Charon's Claw (Neverwinter #3)(74)



In his good hand, the drow still held the onyx figurine, and he still called out silently for his friend who would not answer.

Entreri’s door opened before the drow reached it, and the red-haired woman called Arunika walked out. She paused and flashed a disarming smile at Drizzt, then threw a wink at Dahlia, who stood behind him.

Drizzt caught Dahlia’s gaze with a questioning stare.

“She is a strange one,” Dahlia remarked.

“One of the leaders of Neverwinter, I believe.”

Dahlia shrugged as if it did not matter and pushed past Drizzt and into Entreri’s room.

The assassin stood at the room’s small bar, stripped to the waist and looking quite exhausted as he poured some fine brandy into a small glass. This had been Alegni’s room during his brief tenure as Neverwinter’s self-appointed lord, and the tiefling warlord had decorated it and stocked it quite well.

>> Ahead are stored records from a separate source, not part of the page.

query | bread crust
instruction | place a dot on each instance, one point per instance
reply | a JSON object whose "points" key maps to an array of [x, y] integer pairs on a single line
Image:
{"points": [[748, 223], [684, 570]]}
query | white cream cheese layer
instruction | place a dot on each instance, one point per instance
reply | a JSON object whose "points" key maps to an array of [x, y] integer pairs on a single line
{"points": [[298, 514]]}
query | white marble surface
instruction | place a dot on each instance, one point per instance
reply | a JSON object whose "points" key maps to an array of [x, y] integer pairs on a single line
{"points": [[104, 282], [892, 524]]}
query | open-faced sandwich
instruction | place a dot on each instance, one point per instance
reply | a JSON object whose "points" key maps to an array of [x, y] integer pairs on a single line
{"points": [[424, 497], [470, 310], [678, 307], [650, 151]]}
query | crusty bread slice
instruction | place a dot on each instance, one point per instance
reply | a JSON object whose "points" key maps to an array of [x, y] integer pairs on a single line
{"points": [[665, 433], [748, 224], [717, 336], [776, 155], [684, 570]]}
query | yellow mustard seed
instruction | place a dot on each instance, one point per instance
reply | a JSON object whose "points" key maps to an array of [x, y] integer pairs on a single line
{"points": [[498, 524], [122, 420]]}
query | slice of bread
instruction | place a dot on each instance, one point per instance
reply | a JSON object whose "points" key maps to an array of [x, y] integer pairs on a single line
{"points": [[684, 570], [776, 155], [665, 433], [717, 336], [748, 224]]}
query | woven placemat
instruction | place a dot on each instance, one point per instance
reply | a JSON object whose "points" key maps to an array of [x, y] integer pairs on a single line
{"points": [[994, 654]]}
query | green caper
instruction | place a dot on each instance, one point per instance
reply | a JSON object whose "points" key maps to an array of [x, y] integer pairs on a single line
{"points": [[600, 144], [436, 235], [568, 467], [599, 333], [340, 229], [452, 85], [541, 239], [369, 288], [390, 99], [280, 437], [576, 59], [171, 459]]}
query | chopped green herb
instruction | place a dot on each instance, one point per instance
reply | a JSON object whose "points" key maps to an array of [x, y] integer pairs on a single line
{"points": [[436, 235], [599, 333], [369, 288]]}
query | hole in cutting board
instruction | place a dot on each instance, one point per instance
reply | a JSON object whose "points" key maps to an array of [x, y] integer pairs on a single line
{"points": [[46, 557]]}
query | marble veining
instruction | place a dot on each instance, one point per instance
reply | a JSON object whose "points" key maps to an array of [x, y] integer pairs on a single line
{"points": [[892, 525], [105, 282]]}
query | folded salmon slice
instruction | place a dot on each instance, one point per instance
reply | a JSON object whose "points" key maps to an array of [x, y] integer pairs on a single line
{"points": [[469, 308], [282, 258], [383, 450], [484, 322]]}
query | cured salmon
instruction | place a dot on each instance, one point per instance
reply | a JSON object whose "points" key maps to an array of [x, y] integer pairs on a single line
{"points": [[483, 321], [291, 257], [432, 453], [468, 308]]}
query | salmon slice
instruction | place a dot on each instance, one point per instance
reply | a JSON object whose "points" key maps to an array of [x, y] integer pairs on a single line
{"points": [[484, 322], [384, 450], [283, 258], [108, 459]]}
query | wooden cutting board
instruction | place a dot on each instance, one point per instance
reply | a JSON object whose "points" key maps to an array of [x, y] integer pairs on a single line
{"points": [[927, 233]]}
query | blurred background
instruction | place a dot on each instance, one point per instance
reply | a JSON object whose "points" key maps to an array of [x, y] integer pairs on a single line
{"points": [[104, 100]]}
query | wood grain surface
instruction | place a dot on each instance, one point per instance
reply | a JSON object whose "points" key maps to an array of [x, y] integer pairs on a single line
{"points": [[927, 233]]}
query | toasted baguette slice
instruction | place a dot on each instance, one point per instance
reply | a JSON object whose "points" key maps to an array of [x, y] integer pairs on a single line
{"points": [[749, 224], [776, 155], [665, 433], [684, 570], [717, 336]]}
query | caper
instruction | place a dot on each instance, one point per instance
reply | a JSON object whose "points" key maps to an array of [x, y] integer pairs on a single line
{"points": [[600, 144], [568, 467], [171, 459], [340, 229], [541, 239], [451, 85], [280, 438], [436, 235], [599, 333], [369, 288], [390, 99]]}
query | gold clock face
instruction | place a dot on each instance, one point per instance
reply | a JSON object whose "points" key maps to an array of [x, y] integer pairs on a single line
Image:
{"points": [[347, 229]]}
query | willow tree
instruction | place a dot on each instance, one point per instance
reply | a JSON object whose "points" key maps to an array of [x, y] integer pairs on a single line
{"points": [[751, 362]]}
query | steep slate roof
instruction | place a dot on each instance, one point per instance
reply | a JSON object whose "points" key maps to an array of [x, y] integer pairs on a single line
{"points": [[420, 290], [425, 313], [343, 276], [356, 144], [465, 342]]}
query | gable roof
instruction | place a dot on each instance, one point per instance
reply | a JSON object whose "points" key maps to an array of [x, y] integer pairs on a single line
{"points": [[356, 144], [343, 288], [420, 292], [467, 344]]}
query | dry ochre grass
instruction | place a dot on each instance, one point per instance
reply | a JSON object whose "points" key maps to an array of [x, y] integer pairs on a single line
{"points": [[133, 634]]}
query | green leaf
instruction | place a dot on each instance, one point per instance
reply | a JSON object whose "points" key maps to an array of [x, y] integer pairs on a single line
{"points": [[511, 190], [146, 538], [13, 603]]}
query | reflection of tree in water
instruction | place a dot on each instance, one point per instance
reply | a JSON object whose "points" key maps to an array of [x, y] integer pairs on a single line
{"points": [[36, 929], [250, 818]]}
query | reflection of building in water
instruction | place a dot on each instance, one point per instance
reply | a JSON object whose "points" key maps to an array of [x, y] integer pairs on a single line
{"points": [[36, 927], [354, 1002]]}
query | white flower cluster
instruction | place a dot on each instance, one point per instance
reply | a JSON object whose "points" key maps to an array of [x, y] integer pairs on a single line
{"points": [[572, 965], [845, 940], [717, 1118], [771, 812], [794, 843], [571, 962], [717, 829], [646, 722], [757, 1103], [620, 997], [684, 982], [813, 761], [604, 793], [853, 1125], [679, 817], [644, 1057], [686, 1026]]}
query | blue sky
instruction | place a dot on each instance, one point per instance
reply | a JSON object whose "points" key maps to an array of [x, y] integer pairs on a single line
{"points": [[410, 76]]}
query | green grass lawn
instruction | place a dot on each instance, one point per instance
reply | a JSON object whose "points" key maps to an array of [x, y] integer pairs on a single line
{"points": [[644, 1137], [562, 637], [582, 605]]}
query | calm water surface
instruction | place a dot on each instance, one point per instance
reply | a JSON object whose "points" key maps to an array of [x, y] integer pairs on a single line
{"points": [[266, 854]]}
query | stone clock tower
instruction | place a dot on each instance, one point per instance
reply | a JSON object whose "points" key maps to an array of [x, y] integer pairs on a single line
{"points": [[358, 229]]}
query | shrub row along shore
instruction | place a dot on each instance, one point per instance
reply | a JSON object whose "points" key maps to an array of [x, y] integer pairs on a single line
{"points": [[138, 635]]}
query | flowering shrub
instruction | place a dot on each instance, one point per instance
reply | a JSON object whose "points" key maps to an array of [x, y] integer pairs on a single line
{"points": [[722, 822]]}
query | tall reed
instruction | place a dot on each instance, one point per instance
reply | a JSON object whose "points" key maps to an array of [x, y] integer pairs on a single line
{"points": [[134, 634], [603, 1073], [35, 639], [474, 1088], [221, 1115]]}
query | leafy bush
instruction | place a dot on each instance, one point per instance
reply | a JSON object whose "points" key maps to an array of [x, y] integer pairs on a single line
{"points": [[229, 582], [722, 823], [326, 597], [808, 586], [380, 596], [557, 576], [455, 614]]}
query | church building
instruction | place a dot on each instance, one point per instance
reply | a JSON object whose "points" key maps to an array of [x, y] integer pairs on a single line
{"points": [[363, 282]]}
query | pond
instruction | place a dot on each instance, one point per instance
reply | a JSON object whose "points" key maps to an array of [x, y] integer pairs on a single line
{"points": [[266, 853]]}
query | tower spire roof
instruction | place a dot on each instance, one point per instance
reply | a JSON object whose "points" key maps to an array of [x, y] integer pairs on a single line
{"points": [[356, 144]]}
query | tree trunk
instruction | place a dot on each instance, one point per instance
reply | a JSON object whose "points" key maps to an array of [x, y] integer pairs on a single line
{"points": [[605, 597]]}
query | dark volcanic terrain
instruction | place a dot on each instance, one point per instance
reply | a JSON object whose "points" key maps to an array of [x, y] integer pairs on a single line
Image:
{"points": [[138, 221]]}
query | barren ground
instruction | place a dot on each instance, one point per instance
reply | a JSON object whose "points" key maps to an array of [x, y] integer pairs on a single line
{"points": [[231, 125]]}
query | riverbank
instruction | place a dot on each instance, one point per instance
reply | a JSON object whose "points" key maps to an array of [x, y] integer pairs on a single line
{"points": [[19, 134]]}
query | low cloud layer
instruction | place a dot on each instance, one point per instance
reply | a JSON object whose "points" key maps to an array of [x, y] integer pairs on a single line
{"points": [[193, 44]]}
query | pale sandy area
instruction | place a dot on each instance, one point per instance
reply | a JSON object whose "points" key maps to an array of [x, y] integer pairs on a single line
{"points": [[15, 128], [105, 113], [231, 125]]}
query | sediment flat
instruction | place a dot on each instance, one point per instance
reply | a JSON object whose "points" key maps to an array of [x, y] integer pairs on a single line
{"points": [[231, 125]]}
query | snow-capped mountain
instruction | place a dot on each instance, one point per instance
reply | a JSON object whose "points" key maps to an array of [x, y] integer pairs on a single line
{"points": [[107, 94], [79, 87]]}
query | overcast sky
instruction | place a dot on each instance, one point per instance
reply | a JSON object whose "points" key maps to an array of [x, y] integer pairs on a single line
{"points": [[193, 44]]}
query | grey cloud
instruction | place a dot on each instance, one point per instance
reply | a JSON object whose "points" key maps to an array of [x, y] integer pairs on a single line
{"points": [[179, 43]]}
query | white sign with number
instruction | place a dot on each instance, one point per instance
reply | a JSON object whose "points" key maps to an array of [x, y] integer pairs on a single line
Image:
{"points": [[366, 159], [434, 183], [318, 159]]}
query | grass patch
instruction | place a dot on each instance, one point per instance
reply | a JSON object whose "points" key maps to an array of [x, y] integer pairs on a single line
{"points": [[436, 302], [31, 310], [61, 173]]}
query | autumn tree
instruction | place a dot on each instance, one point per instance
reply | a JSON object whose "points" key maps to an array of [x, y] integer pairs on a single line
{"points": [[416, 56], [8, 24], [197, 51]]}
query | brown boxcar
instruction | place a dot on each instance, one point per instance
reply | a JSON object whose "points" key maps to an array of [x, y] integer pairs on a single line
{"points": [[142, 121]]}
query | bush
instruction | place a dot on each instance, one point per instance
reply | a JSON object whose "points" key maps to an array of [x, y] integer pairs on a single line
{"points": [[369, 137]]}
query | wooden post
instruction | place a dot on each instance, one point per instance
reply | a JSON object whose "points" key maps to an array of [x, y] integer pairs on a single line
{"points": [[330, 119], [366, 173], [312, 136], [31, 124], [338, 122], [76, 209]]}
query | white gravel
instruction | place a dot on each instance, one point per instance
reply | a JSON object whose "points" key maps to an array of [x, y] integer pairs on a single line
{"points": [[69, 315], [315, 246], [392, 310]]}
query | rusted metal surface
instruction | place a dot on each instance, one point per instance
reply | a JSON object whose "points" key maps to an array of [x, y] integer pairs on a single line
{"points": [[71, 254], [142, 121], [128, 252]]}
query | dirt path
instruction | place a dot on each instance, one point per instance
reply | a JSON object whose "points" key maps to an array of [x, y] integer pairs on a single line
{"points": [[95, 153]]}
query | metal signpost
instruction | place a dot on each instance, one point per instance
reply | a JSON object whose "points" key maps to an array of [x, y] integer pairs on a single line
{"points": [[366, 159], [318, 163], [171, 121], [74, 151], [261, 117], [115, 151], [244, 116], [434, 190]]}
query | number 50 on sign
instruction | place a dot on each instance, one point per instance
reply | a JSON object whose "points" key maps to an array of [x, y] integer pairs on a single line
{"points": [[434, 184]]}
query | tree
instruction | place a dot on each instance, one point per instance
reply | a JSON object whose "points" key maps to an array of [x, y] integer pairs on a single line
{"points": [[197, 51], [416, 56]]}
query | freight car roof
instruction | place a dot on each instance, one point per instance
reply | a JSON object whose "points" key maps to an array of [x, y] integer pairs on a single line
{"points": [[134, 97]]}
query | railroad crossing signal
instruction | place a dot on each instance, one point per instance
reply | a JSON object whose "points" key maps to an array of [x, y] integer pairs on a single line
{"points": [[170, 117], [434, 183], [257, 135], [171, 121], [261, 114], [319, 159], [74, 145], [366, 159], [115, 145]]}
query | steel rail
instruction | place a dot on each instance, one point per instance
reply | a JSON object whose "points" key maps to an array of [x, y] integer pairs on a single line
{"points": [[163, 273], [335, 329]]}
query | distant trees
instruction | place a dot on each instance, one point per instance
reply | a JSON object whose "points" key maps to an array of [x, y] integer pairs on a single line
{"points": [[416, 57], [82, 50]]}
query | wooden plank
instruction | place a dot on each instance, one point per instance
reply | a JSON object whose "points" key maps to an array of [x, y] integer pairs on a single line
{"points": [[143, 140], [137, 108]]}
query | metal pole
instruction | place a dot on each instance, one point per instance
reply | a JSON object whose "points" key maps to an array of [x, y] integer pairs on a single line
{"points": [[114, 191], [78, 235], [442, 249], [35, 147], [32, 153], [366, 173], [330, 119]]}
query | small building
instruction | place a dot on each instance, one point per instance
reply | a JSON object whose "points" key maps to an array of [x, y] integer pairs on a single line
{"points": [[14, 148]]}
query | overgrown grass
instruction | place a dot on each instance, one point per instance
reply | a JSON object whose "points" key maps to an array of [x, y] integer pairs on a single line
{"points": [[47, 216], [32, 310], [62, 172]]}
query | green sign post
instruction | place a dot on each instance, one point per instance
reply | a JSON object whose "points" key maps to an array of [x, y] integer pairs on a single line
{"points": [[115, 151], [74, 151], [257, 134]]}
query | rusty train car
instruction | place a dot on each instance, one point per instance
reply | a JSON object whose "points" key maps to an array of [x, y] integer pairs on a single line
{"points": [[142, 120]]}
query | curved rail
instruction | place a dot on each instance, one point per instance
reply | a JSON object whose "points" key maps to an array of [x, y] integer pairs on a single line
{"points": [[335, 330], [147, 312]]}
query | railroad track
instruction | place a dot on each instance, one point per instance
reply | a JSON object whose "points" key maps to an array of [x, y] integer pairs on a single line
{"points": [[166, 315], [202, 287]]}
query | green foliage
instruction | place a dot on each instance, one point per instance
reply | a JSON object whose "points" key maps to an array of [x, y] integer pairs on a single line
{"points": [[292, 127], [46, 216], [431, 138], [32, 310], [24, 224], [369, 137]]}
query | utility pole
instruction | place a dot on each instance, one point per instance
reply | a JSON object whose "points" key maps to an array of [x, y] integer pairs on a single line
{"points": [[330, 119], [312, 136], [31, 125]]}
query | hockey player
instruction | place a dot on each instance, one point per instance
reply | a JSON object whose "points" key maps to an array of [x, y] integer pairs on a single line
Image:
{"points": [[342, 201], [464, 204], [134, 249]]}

Dahlia entered the room before Drizzt, and the drow was given pause by her sudden stop. She turned and looked back over her shoulder at the receding Arunika, then, barely muting her scowl, turned back on Entreri.

Drizzt winced.

“You are . . . healed?” the elf woman asked, her voice dripping with sarcasm.

“Ready for the road,” Entreri answered, and he downed the brandy in one swig.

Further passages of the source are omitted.